I want to move on, isn't that enough?
I am not the person I was before. I love my family and I wish my first love happiness even if it's not with me, I seriously do.
4. Why do you rely on your intuition too much?
That is because I went through too many hard times, made the mistake of not listening to my own heart and thus it is my saving grace. I need to love myself okay.
5. Ha, you were easily brainwashed before. You were humiliated by a person you regarded as a friend. You are so naive. One day whenever you would have a strong opinion about something, suddenly the next day it would change. Your personality can never be fixed and you might never find stability
I am trying to change. Rome was not built in a night.

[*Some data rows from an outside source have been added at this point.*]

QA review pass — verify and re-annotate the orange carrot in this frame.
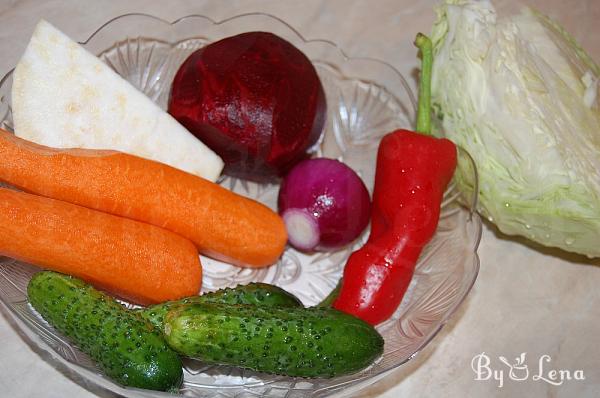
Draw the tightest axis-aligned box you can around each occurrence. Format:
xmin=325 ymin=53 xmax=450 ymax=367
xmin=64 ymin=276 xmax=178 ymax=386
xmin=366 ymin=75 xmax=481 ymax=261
xmin=0 ymin=130 xmax=287 ymax=267
xmin=0 ymin=188 xmax=202 ymax=304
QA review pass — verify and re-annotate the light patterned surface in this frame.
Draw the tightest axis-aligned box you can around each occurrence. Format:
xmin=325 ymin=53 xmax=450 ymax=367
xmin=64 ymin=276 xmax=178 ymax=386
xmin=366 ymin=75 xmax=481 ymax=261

I want to form a stronger, newer identity being more firm with my opinions and wants after everything that I had gone through. It takes time but I KNOW I WANT THAT.
I will definitely cut some people out of my life with less guilt and no regrets from now on.
6. You still remember the abuse inflicted by others in your past. You are weak and you do not move on easily. There's something wrong with you for thinking about it too much
Oh well these are learning experiences. There may be something wrong with me for thinking about it too much, but there might also be something wrong with them for having abusive, manipulative tendencies don't you think? :wink:
7. One day reality might snap you in the ass and you might find that your dreams, wants are meaningless
I have intuited that I am destined and meant for something greater in my life, and I want to hold on to that feeling. I just need to let go of the fear of growing up and I need to be more practical on my own terms.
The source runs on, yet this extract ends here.